La rectora de la Universidad Nacional del Comahue, Beatriz Gentile, calificó el escenario como un “ajuste brutal” que golpea especialmente a quienes sostienen el funcionamiento diario de las instituciones. Según detalló, durante el último año se registraron cientos de renuncias debido a salarios que ya no alcanzan para cubrir necesidades básicas. También alertó sobre el abandono de proyectos científicos y la imposibilidad de ampliar ayudas económicas para estudiantes en un contexto de creciente crisis social.

Gentile sostuvo además que el deterioro edilicio se convirtió en una postal recurrente en las universidades públicas. Obras paralizadas, edificios inconclusos y problemas para afrontar gastos esenciales como calefacción y servicios básicos forman parte de una realidad que, según afirmó, expone “el nivel de abandono” al que fue llevado el sistema universitario.

En la misma línea, el vicerrector de la Universidad Nacional de General Sarmiento, Germán Pinazo, describió la situación como “insostenible”. Remarcó que los trabajadores perdieron el equivalente a varios salarios completos desde fines de 2023 y explicó que muchos docentes se vieron obligados a buscar otros empleos para complementar ingresos, afectando de manera directa la calidad académica y el tiempo destinado a la formación y preparación de clases.

También cuestionó el derrumbe de las partidas destinadas a becas y funcionamiento cotidiano. Según indicó, programas como Progresar quedaron prácticamente licuados por la inflación, mientras que la inversión en infraestructura fue eliminada por completo.

Desde la Universidad Nacional de Moreno, el rector Alejandro Robba confirmó que la institución declaró nuevamente la emergencia presupuestaria y salarial.

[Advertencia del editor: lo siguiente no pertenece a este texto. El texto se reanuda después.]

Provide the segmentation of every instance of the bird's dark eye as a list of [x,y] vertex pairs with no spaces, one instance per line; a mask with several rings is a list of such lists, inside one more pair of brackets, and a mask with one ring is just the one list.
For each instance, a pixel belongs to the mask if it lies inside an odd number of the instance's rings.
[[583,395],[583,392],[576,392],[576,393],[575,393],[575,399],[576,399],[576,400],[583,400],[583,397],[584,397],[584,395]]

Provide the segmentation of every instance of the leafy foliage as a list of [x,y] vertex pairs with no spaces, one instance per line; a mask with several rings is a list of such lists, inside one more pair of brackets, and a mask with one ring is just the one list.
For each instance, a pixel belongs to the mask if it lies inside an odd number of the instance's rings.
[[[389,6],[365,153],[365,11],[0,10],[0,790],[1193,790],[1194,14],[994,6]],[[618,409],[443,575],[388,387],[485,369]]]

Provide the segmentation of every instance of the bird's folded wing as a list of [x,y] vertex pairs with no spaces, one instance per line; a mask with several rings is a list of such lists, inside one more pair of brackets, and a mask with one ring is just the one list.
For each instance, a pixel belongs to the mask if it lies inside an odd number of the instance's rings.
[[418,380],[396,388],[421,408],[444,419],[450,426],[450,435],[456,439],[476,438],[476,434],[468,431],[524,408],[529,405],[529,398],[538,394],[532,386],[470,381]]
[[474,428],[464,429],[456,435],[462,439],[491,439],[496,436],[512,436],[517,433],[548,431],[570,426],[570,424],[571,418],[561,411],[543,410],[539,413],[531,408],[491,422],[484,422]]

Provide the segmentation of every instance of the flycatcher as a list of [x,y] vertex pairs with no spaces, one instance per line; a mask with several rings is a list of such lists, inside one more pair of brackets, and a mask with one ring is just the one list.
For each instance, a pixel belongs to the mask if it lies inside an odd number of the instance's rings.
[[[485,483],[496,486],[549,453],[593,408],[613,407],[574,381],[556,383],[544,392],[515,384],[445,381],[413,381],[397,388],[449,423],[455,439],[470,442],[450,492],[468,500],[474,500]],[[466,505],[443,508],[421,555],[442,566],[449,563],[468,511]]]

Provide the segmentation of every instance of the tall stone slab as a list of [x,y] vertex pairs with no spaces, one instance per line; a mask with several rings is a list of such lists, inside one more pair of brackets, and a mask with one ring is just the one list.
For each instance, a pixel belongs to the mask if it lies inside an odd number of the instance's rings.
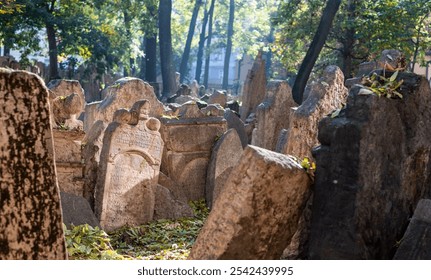
[[279,259],[295,233],[310,178],[290,156],[247,146],[190,259]]
[[343,72],[337,66],[328,66],[323,76],[309,85],[307,91],[307,99],[292,111],[285,144],[280,151],[300,159],[312,158],[311,149],[319,144],[319,121],[346,103]]
[[431,200],[421,199],[400,241],[395,260],[431,260]]
[[95,212],[106,231],[151,221],[163,140],[148,100],[118,110],[106,128],[95,190]]
[[270,82],[266,90],[264,101],[257,106],[257,123],[251,144],[275,151],[280,131],[289,125],[290,108],[297,104],[286,81]]
[[403,99],[356,86],[338,117],[319,124],[312,259],[392,259],[418,201],[431,194],[429,83],[398,79]]
[[262,52],[259,52],[244,81],[242,105],[239,109],[239,114],[243,122],[247,120],[250,113],[256,111],[257,105],[263,101],[266,93],[265,89],[265,60],[262,59]]
[[0,259],[66,259],[48,90],[0,69]]
[[165,141],[161,171],[176,182],[187,201],[205,198],[211,149],[227,130],[223,117],[205,116],[196,104],[185,104],[180,118],[162,118]]
[[141,99],[147,99],[150,102],[149,115],[151,117],[160,117],[164,113],[164,106],[154,94],[153,87],[138,78],[119,79],[106,88],[102,96],[102,101],[89,104],[89,113],[86,116],[87,120],[84,125],[86,129],[91,129],[92,125],[98,120],[107,123],[111,122],[114,113],[118,109],[131,108],[136,101]]
[[248,135],[245,130],[244,122],[237,116],[234,111],[230,109],[226,109],[223,116],[227,121],[228,129],[233,128],[236,130],[239,139],[241,140],[241,145],[243,148],[245,148],[248,145]]
[[209,208],[212,208],[224,188],[232,169],[241,158],[242,151],[241,140],[233,128],[226,131],[214,145],[205,186],[205,200]]

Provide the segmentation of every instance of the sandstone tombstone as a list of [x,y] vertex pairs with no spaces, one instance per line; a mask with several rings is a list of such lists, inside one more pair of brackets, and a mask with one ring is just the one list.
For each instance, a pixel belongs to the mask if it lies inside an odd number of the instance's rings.
[[323,76],[309,85],[308,98],[293,111],[287,139],[281,153],[299,159],[312,158],[311,149],[319,144],[317,125],[331,112],[341,109],[347,98],[344,75],[337,66],[328,66]]
[[60,197],[63,222],[67,227],[84,224],[100,227],[99,221],[85,198],[65,192],[60,192]]
[[162,185],[155,188],[154,220],[193,217],[193,210],[187,202],[178,200]]
[[257,106],[251,144],[274,151],[280,131],[289,124],[290,108],[295,106],[292,89],[286,81],[270,82],[265,99]]
[[54,127],[83,129],[78,117],[85,109],[85,95],[76,80],[52,80],[48,83]]
[[66,259],[48,90],[0,69],[0,259]]
[[239,111],[242,121],[245,122],[250,113],[255,112],[257,105],[263,101],[265,88],[265,60],[262,59],[262,53],[259,52],[244,82],[242,105]]
[[430,86],[411,73],[397,79],[403,99],[356,86],[346,108],[319,124],[312,259],[392,259],[413,209],[430,196]]
[[216,90],[213,94],[211,94],[208,99],[208,104],[220,104],[223,108],[226,107],[227,103],[227,95],[226,93]]
[[241,140],[233,128],[226,131],[214,145],[205,186],[205,200],[209,208],[212,208],[219,196],[229,174],[241,158],[242,151]]
[[161,171],[181,186],[187,201],[198,200],[205,198],[211,148],[227,125],[223,117],[205,116],[195,103],[182,107],[178,119],[161,119]]
[[431,260],[431,200],[421,199],[400,241],[395,260]]
[[163,140],[160,122],[149,112],[150,102],[139,100],[115,112],[105,130],[95,212],[106,231],[153,219]]
[[190,95],[193,97],[199,97],[199,84],[196,80],[193,80],[190,84]]
[[241,145],[245,148],[248,145],[248,135],[245,131],[244,122],[237,116],[237,114],[229,109],[224,112],[224,118],[227,121],[228,129],[233,128],[238,133]]
[[160,117],[164,113],[163,104],[154,94],[154,89],[146,82],[138,78],[122,78],[103,91],[104,99],[94,102],[91,106],[91,113],[86,115],[85,127],[91,126],[97,121],[102,120],[106,123],[112,121],[114,113],[120,108],[130,108],[141,99],[147,99],[151,104],[149,115]]
[[297,229],[310,186],[290,156],[248,146],[189,259],[279,259]]

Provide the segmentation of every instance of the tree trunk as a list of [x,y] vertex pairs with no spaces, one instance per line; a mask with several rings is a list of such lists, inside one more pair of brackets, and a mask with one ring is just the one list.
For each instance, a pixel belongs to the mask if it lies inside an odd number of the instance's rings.
[[211,6],[208,11],[209,19],[208,19],[208,36],[207,36],[207,48],[205,52],[205,71],[204,71],[204,86],[208,88],[208,78],[210,72],[210,56],[211,56],[211,39],[213,36],[213,16],[214,16],[214,5],[215,0],[211,0]]
[[145,38],[145,76],[144,80],[150,83],[157,82],[157,38],[156,34]]
[[[348,0],[347,1],[347,18],[348,21],[354,21],[355,20],[355,13],[356,13],[356,1],[355,0]],[[342,71],[344,74],[344,77],[346,79],[352,77],[352,70],[353,70],[353,46],[355,44],[355,29],[350,25],[346,28],[345,33],[345,40],[343,42],[343,66]]]
[[208,14],[209,11],[205,10],[204,20],[202,22],[202,31],[199,36],[199,46],[198,46],[198,55],[196,58],[196,72],[195,72],[195,80],[200,83],[201,74],[202,74],[202,60],[204,56],[204,47],[205,47],[205,35],[208,23]]
[[58,50],[57,40],[55,36],[54,25],[50,22],[46,23],[46,34],[48,36],[48,48],[49,48],[49,80],[60,79],[58,73]]
[[298,104],[302,103],[302,96],[305,86],[307,85],[308,78],[310,77],[310,73],[313,70],[314,64],[316,63],[320,51],[322,50],[326,38],[328,37],[329,30],[332,26],[332,21],[334,20],[335,14],[340,7],[340,3],[341,0],[328,0],[326,7],[323,10],[322,18],[320,19],[316,34],[314,35],[313,41],[311,42],[307,54],[302,61],[292,88],[293,99]]
[[187,65],[189,63],[190,47],[192,45],[193,35],[195,34],[196,19],[199,14],[199,9],[202,6],[202,0],[196,0],[195,7],[193,9],[192,19],[190,20],[189,33],[187,34],[186,45],[184,47],[183,56],[181,57],[180,64],[180,83],[184,81],[187,75]]
[[163,79],[163,97],[168,97],[176,91],[175,70],[172,58],[171,35],[172,0],[160,0],[159,4],[159,44],[160,63]]
[[229,22],[227,26],[227,44],[226,53],[224,57],[224,69],[223,69],[223,89],[227,89],[229,84],[229,61],[232,53],[232,36],[233,36],[233,21],[235,15],[235,1],[230,0],[229,4]]

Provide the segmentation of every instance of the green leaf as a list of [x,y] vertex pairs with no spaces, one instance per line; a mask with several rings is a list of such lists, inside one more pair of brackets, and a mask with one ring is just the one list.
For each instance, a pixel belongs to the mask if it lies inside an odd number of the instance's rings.
[[389,78],[389,81],[390,82],[395,81],[397,79],[397,76],[398,76],[398,71],[396,71],[392,74],[392,76]]

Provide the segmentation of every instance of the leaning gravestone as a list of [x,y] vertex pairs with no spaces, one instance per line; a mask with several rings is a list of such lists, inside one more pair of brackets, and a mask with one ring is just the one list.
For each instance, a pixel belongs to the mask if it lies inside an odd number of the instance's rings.
[[410,220],[395,260],[431,260],[431,200],[421,199]]
[[265,99],[257,106],[257,123],[251,144],[274,151],[280,131],[289,125],[290,108],[296,106],[286,81],[268,83]]
[[232,169],[241,158],[243,148],[235,129],[226,131],[215,143],[208,164],[205,200],[212,208]]
[[190,259],[279,259],[295,233],[311,180],[290,156],[247,146]]
[[245,122],[248,116],[256,111],[257,105],[263,101],[265,98],[265,88],[265,60],[262,59],[262,52],[259,52],[244,82],[242,105],[239,109],[242,121]]
[[148,100],[118,110],[103,138],[95,212],[106,231],[151,221],[163,141]]
[[411,73],[397,79],[403,99],[356,86],[346,108],[319,124],[312,259],[392,259],[413,209],[431,193],[430,86]]
[[48,90],[0,69],[0,259],[66,259]]
[[[297,158],[312,158],[311,149],[319,144],[317,140],[317,125],[319,121],[341,109],[347,98],[347,88],[344,86],[344,75],[337,66],[328,66],[323,76],[307,87],[308,97],[290,116],[285,144],[280,153],[293,155]],[[259,125],[259,122],[258,122]],[[254,140],[254,139],[253,139]]]

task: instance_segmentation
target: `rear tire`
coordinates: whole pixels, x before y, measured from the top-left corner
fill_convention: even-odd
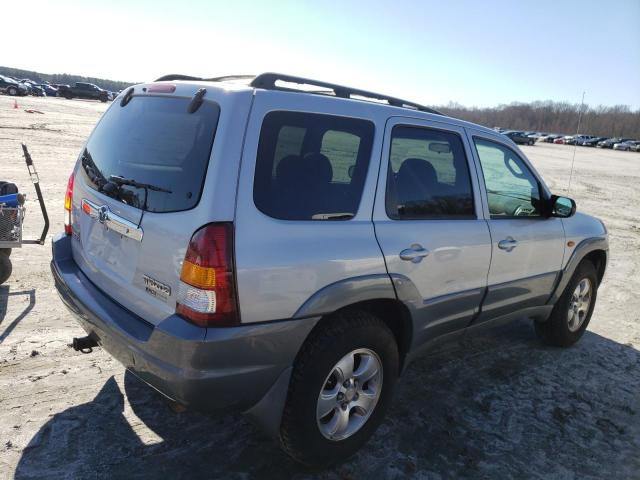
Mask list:
[[[7,257],[11,256],[10,248],[0,248],[0,255],[6,255]]]
[[[351,376],[345,359],[353,359]],[[296,358],[280,425],[284,451],[310,467],[353,455],[382,422],[398,370],[395,338],[379,318],[359,310],[328,318]]]
[[[18,90],[15,87],[7,88],[7,93],[12,97],[15,97],[18,94]]]
[[[588,305],[585,289],[588,288]],[[545,345],[570,347],[584,334],[598,294],[598,275],[589,260],[583,260],[556,302],[546,322],[535,322],[538,338]]]
[[[9,280],[11,276],[11,259],[8,255],[0,255],[0,285]]]

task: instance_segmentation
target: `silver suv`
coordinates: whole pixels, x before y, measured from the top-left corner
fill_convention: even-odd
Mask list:
[[[123,91],[65,215],[52,271],[74,347],[242,411],[313,466],[367,441],[436,342],[528,317],[575,343],[608,257],[603,223],[504,135],[278,74]]]

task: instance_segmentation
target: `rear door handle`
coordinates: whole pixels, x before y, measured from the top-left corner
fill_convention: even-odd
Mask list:
[[[411,263],[419,263],[427,255],[429,255],[429,250],[423,248],[419,243],[414,243],[411,247],[400,252],[400,258]]]
[[[518,242],[514,240],[513,237],[507,237],[504,240],[500,240],[498,242],[498,248],[502,250],[506,250],[507,252],[510,252],[517,246],[518,246]]]

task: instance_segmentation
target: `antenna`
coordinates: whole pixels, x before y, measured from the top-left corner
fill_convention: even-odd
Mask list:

Allí denuncian que el crecimiento de estudiantes no fue acompañado por nuevos cargos docentes, lo que derivó en aulas saturadas y mayores dificultades para garantizar condiciones adecuadas de enseñanza.

Robba también puso el foco en la precarización salarial del sector universitario y en el congelamiento de las becas estudiantiles, cuyos montos ya no alcanzan ni siquiera para cubrir gastos mínimos de transporte o materiales de estudio. A eso se suma la paralización de obras clave y el fuerte aumento de tarifas de servicios públicos, que las universidades deben afrontar con presupuestos cada vez más reducidos.

Frente a este panorama, las autoridades universitarias ratificaron la movilización nacional y reclamaron al Gobierno la aplicación efectiva de la ley de financiamiento universitario. Advierten que, de mantenerse el actual escenario, miles de estudiantes podrían ver comprometida su continuidad académica y el país profundizaría el deterioro de su sistema científico y educativo público.